The prime minister said that St. Vincent and the Grenadines — the ancestral home of the Garifuna people — was one of 144 member states of the UN that voted in favour of DRIP.
Several countries abstained, some were absent, and a few opposed, among them Canada and“our big neighbour to the north” – a reference to the United States, Gonsalves said.
“It is important that we pay attention as to who supports certain things and who oppose them because those same persons would seek to come to us, bramble us and divide us,” Gonsalves said.
“But you know, a lot of times, we don’t learn. We take our cue from them. They have sought to divide us on all sorts of things historically. They have sought to divide us on the grounds of nationality, class, ethnicity, culture, gender and in that division, so long as monopoly capitalism retains it suzerainty, they are happy, they are pleased. Right as we are talking here, don’t fool yourself, they are seeking to divide us.”
Gonsalves said that DRIP addresses also the question of genocide, adding, “You begin to see where I am coming in respect of reparations.
“This is international law you know,” he said.
Gonsalves commented: “Well, what does redress mean? It means that where you have been wronged, those who have done wrong, we have to put it right.
“That is what redress mean, you know.

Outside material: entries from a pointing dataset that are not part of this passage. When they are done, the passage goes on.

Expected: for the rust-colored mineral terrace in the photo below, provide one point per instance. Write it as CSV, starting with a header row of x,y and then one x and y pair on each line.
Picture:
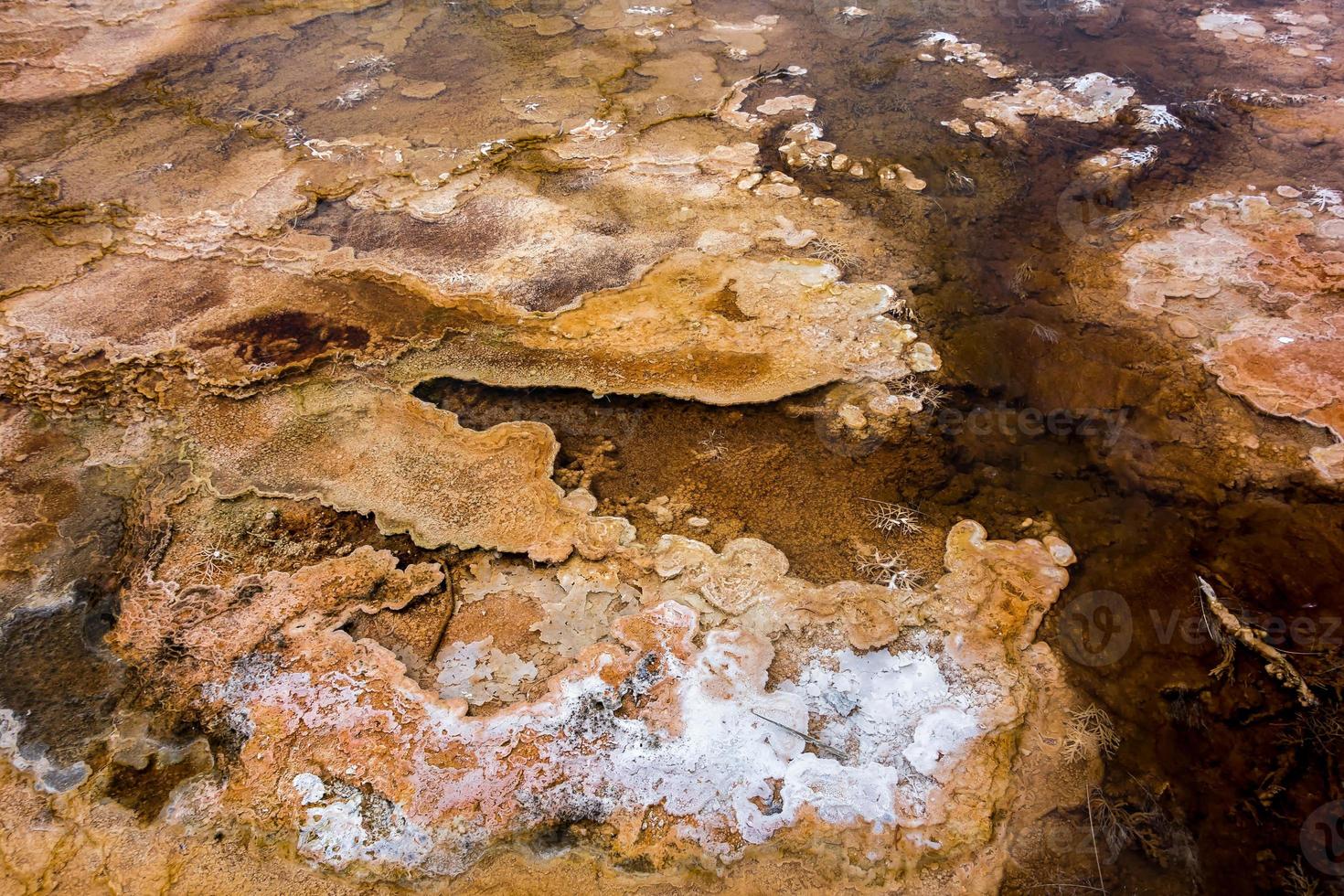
x,y
577,446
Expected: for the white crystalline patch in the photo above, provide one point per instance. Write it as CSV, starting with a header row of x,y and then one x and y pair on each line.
x,y
50,778
732,772
1238,23
1153,120
891,713
480,672
309,787
335,835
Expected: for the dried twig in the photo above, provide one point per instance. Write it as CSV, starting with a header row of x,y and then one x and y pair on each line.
x,y
1275,664
808,738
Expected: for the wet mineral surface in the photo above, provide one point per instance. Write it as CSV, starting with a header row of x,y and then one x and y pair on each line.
x,y
571,446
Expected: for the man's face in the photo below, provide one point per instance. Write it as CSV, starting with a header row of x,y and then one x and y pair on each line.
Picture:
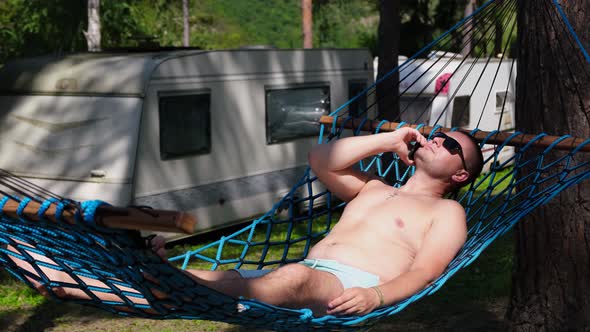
x,y
444,159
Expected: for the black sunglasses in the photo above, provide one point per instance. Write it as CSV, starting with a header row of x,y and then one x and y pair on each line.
x,y
451,145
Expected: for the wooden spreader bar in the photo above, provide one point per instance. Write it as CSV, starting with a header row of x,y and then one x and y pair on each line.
x,y
497,139
115,217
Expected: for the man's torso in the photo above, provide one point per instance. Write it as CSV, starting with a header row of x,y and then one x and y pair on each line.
x,y
380,231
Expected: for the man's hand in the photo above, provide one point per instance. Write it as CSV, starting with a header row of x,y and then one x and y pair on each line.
x,y
354,301
403,138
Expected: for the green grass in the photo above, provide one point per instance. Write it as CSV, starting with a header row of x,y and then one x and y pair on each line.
x,y
487,280
15,294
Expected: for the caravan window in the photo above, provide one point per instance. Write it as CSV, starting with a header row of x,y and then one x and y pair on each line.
x,y
415,109
358,106
460,111
185,125
295,112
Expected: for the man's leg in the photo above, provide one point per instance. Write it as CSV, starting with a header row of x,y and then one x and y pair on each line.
x,y
291,286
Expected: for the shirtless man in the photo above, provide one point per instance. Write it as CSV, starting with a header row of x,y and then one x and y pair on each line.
x,y
389,242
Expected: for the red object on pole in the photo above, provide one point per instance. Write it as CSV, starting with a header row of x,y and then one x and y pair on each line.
x,y
307,23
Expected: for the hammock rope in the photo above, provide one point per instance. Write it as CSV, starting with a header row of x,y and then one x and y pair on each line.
x,y
116,264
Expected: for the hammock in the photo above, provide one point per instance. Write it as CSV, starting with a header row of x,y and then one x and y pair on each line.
x,y
49,231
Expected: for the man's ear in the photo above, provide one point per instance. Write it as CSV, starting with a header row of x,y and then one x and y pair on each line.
x,y
460,176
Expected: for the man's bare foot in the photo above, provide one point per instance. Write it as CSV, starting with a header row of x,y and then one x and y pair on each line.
x,y
158,245
69,288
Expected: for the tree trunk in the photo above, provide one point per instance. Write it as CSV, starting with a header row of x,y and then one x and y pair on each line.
x,y
388,50
93,34
185,22
307,23
551,280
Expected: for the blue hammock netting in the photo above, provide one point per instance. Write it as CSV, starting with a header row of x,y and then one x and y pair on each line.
x,y
149,287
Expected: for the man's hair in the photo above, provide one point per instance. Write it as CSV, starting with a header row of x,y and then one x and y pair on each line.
x,y
474,164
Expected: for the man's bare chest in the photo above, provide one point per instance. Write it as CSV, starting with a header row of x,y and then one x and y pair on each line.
x,y
385,214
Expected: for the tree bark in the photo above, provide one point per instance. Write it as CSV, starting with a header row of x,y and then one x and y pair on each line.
x,y
93,37
551,280
388,51
185,15
307,23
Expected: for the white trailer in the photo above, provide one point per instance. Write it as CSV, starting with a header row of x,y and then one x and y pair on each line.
x,y
465,101
220,134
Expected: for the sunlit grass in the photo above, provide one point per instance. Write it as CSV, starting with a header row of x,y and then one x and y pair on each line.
x,y
15,294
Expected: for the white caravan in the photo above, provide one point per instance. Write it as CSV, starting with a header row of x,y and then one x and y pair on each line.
x,y
464,98
220,134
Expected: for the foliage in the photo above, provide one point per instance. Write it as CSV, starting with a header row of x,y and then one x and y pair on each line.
x,y
34,27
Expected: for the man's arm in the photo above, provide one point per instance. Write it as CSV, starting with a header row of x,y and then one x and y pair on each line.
x,y
445,238
333,162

I think they call it reparatory justice, Jomo? That’s what we call it,” he said mentioning Speaker of the House of Assembly and head of the local reparations committee, Jomo Thomas.

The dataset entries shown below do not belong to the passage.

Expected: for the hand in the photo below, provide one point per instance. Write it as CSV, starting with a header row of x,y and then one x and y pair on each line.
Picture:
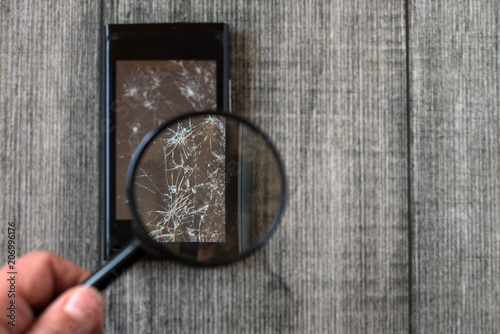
x,y
41,278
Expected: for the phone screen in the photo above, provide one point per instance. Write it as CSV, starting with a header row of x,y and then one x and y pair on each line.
x,y
148,93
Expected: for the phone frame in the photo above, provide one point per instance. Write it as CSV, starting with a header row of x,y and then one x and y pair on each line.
x,y
169,41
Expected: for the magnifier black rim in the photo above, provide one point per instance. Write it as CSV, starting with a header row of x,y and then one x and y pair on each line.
x,y
160,251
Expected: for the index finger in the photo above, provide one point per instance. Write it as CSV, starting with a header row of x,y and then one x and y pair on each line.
x,y
41,276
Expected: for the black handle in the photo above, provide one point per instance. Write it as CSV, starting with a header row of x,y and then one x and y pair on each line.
x,y
116,265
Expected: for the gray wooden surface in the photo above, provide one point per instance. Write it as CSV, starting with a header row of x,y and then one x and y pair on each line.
x,y
328,82
455,170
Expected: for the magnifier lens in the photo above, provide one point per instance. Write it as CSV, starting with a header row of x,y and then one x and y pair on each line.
x,y
207,189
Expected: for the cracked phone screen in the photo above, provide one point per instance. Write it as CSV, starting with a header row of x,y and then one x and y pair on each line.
x,y
180,182
148,93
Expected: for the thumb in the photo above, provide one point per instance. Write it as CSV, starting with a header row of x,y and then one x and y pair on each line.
x,y
78,310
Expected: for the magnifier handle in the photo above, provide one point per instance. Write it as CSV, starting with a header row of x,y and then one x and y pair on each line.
x,y
126,257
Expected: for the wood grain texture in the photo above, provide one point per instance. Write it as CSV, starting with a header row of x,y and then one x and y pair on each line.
x,y
327,81
455,130
48,121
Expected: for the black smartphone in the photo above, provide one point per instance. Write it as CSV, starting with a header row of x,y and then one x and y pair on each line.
x,y
152,73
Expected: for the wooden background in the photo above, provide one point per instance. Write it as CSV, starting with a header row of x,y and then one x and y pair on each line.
x,y
386,113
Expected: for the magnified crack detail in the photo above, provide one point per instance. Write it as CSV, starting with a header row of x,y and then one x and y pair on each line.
x,y
148,93
179,182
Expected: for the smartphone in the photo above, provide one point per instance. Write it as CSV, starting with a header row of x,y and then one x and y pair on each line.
x,y
150,74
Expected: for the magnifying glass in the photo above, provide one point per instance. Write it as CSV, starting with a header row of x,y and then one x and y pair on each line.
x,y
204,189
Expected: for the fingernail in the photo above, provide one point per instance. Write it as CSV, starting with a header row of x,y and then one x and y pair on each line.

Reading the full article, Gonsalves said: “Indigenous peoples have the right to redress, by means that can include restitution or, when this is not possible, just, fair and equitable compensation, for the lands, territories and resources which they have traditionally owned or otherwise occupied or used, and which have been confiscated, taken, occupied, used or damaged without their free, prior and informed consent.
“Unless otherwise freely agreed upon by the peoples concerned, compensation shall take the form of lands, territories and resources equal in quality, size and legal status or of monetary compensation or other appropriate redress.”
Commenting on the article, Gonsalves said: “Well, it doesn’t mean that the individual descendants of the Garifuna going to line up with a calabash and get money. No, that’s not what it means. What it means, and it is emphasised in the Convention for the Elimination of Racial Discrimination. And in that convention, it speaks to the identical question of recompense where, as a consequence of the genocide or the taking of the lands or the retardation of development, that a legacy of underdevelopment has been left and the reparatory justice is required to address the legacy of underdevelopment.”
The conference, which coincided with Hero’s Month celebrations, was held under the theme, “The Island of Balliceaux: Sacred Lands or Economic Opportunity?”